/msbwtWebTools

Primary LanguagePythonMIT LicenseMIT

MSBWT Web Tools

Introduction

The MSBWT Web Tools is a collection of web pages designed to provide web interfaces to the msbwt Python API. The msbwt package creates Burrows-Wheeler Transforms (BWT) of genomic sequencing datasets. Once built, the API allows for arbitrary queries into the datasets for k-length strings (k-mers). This collection of tools masks many of the details of the API while enabling alternate visualization of the data as well.

Included in this package are five web interfaces that access one or more BWTs. Briefly they are:

  • K-mer Search - searches for a k-mer string in a dataset and returns all reads containing that k-mer
  • Allele Search - searches for a k-mer string in a dataset and classifies all reads into alleles based on surrounding context
  • Targeted Assembly - an interactive assembler that accesses the implicit de Bruijn graph of a BWT
  • Mass Query - searches for one or more k-mer strings in a dataset and returns counts for each k-mer
  • Batch Query - searches for one or more k-mer strings in one or more datasets and returns counts for each k-mer

Installation and Setup

The provided framework runs on Flask, so it can be set up with relative ease on most computers. Additionally, the web tools require the msbwt package in order to access the BWT datasets. To install both and their dependencies, use the following commands in a terminal window:

easy_install Flask
easy_install msbwt

Next, download the MSBWT Web Tools. Navigate to the directory where it was downloaded and type the following command to start the web server:

python application.py

Finally, open up a web browser and navigate to 127.0.0.1:5000 (default for Flask) to access the example datasets.

Customizing the BWTs

These web tools expect BWTs to be in the Run-Length Encoded (RLE) format that the msbwt package supports. For details on constructing BWTs using the msbwt package, please refer to their wiki pages.

Given that the BWTs are already constructed, all setup is done through the "MsbwtTools/MsbwtPages/msSharedUtil.py" file. Near the top of this file are three lines of code specifying directory labels, the directories, and uniform length information. Each of these Python lists must be the same length. Here are descriptions of each:

  • dirLabels - a label to be shown on the web pages for this group of BWTs
  • MSBWTdirs - the location on disk of the directory containing the BWTs; this directory will be searched for sub-directories containing a "comp_msbwt.npy" file generated by the msbwt package
  • uniformLengths - the length of strings for the BWTs in the directory; if not all strings across all BWTs have the same length, set it to 0

The file is initially configured to access some simple test BWTs in the "MsbwtTools/examples" directory.

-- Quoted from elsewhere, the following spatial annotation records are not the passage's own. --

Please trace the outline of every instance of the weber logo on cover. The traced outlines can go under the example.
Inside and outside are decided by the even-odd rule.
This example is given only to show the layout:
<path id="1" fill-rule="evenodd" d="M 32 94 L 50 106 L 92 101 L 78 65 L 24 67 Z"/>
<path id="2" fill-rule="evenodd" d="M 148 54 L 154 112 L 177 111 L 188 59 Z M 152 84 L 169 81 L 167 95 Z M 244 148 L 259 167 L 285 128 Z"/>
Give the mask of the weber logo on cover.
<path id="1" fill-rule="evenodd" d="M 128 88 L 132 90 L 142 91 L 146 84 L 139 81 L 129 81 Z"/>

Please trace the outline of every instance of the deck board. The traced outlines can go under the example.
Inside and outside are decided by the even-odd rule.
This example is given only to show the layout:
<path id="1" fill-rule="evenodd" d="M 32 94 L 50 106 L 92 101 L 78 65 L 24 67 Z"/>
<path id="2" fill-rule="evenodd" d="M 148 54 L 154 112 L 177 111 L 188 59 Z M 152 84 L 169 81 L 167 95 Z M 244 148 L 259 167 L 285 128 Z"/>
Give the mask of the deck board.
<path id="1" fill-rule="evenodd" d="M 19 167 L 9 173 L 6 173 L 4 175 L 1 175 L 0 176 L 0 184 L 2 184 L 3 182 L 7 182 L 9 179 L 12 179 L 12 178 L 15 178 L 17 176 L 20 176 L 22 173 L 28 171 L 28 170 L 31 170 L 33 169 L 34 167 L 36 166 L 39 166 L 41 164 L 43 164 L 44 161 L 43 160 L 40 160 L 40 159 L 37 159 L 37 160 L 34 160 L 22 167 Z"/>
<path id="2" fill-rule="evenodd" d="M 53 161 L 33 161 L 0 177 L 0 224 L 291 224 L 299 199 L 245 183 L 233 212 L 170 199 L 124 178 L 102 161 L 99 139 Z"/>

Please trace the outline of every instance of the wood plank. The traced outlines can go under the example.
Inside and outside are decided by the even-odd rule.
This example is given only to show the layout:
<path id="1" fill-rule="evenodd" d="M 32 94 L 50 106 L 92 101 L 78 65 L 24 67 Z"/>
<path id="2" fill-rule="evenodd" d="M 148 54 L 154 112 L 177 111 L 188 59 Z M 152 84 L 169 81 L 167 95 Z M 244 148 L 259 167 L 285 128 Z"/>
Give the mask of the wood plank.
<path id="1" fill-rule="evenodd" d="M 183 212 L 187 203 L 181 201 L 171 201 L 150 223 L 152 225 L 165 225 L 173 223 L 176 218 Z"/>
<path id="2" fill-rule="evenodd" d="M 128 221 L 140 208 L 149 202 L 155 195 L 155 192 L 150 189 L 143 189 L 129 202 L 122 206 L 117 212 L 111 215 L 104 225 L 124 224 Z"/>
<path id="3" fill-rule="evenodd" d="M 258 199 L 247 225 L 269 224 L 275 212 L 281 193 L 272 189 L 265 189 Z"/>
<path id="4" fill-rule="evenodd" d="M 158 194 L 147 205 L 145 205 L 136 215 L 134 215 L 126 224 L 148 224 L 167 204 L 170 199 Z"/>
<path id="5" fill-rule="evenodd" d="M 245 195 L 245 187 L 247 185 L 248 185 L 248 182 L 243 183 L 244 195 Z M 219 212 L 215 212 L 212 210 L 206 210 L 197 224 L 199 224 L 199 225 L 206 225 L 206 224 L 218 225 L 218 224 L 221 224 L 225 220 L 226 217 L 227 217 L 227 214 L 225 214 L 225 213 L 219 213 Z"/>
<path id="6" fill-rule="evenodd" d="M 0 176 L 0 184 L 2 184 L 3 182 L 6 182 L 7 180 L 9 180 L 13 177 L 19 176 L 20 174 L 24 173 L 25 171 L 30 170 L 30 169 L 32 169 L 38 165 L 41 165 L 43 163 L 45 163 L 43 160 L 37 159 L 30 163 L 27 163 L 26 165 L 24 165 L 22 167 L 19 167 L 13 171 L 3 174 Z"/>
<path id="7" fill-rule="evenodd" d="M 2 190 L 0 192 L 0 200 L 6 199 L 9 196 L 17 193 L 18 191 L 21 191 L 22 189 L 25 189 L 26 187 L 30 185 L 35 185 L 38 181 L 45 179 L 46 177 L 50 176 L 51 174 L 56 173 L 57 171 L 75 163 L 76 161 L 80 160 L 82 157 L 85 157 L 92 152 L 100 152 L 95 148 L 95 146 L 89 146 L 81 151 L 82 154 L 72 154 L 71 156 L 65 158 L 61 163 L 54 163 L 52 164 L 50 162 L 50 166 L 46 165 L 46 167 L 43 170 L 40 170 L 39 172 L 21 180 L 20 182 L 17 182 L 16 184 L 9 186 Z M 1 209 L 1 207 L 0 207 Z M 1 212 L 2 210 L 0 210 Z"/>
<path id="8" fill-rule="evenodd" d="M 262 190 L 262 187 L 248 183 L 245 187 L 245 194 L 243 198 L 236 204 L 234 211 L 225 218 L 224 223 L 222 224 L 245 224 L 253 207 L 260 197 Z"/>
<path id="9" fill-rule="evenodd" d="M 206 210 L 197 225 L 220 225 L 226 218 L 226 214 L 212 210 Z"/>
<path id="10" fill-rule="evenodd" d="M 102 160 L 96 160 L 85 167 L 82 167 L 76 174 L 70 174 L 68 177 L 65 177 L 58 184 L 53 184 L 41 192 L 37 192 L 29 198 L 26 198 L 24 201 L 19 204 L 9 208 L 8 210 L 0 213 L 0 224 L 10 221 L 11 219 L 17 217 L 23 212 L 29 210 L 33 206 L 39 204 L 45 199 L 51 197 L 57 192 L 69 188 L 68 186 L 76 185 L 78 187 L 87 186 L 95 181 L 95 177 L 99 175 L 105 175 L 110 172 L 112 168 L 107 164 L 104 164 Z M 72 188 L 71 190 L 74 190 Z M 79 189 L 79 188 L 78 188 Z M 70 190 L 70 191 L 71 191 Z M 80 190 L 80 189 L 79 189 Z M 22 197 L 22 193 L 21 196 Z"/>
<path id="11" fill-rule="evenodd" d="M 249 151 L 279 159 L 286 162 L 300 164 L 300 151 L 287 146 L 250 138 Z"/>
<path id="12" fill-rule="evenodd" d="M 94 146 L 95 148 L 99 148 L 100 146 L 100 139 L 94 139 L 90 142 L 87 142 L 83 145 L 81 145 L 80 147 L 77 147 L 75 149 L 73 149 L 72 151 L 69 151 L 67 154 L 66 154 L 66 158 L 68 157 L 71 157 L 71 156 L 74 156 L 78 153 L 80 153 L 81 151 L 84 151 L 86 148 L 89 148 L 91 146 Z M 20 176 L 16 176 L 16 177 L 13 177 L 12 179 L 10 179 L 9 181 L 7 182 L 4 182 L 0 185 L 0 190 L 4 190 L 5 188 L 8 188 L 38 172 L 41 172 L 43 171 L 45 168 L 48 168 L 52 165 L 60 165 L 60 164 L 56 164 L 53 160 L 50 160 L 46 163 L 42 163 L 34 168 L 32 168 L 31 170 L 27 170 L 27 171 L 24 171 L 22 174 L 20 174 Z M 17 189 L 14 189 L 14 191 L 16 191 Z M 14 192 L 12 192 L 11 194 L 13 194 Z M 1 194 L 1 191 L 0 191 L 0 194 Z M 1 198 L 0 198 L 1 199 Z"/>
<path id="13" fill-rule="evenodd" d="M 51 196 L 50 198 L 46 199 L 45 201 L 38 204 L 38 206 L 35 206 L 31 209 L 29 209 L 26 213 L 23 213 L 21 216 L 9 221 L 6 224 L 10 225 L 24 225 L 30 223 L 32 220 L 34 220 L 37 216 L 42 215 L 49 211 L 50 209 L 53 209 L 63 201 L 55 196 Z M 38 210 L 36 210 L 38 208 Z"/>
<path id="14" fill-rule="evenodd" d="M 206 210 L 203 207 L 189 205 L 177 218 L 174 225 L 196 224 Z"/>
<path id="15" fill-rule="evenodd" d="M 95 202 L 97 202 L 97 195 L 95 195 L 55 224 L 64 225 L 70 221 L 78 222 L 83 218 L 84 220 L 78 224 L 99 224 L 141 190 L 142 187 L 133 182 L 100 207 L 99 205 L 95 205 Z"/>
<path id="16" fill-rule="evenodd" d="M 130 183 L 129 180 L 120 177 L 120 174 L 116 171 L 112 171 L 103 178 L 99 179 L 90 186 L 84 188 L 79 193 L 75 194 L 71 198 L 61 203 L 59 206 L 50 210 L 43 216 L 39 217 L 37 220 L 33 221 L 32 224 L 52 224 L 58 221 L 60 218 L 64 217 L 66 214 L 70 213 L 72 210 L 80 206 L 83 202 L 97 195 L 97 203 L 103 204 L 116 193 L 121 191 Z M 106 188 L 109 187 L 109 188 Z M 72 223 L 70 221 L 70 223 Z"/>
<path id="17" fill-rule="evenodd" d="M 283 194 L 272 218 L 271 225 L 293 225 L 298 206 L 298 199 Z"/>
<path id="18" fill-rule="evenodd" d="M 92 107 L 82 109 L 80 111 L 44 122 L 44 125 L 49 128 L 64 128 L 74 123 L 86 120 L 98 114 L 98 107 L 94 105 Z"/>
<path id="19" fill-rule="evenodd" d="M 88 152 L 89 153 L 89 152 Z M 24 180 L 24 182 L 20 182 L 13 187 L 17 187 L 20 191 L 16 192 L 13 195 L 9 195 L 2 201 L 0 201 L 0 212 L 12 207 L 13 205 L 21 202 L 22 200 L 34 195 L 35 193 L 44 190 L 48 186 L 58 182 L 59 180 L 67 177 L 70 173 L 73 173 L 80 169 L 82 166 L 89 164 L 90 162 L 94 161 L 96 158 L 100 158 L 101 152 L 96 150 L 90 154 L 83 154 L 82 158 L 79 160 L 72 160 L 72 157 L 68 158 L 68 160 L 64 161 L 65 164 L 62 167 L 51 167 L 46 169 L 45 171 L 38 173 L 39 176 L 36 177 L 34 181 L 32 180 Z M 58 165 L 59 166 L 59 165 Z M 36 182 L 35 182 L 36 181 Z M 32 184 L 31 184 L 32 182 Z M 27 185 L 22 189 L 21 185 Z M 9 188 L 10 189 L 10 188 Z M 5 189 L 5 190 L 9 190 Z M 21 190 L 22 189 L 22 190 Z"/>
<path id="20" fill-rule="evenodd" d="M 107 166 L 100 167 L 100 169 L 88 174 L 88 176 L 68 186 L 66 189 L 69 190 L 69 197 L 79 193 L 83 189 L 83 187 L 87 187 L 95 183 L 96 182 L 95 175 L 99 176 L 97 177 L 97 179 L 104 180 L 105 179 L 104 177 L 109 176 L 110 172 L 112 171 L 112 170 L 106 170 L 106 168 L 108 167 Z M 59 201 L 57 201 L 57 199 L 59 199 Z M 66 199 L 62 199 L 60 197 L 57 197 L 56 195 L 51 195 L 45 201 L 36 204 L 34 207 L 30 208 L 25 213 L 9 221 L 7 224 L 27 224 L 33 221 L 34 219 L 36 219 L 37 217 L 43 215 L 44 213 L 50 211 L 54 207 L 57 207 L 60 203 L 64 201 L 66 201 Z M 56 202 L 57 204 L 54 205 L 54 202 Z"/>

In addition to the menu configuration as described above, each BWT can also have a "metadata.csv" file that must be located in the BWT directory. All test BWTs provided have this meta file for example purposes. Inside the file is a list of key-value pairs:

  • Name - the name to display for this dataset (default: directory name)
  • Species - the species to display for this dataset (default: Not available)
  • Strain - the strain to display for this dataset (default: Not available)
  • Data Type - the data type, usually DNA-seq or RNA-seq (default: Not available)
  • Sequence Method - the method used to acquire the data such as Illumina, Pacbio, etc. (default: Not available)
  • Number of Reads - the total number of reads the BWT holds (default: Not available)
  • Publication - any publication information associated with the dataset; if multiple datasets use the same publication, these entries must be identical for the website to layout correctly (default: Not available)

References

Holt, James Matthew. Using the multi-string Burrows Wheeler Transform for high-throughput sequence analysis. Diss. The University of North Carolina at Chapel Hill, 2016.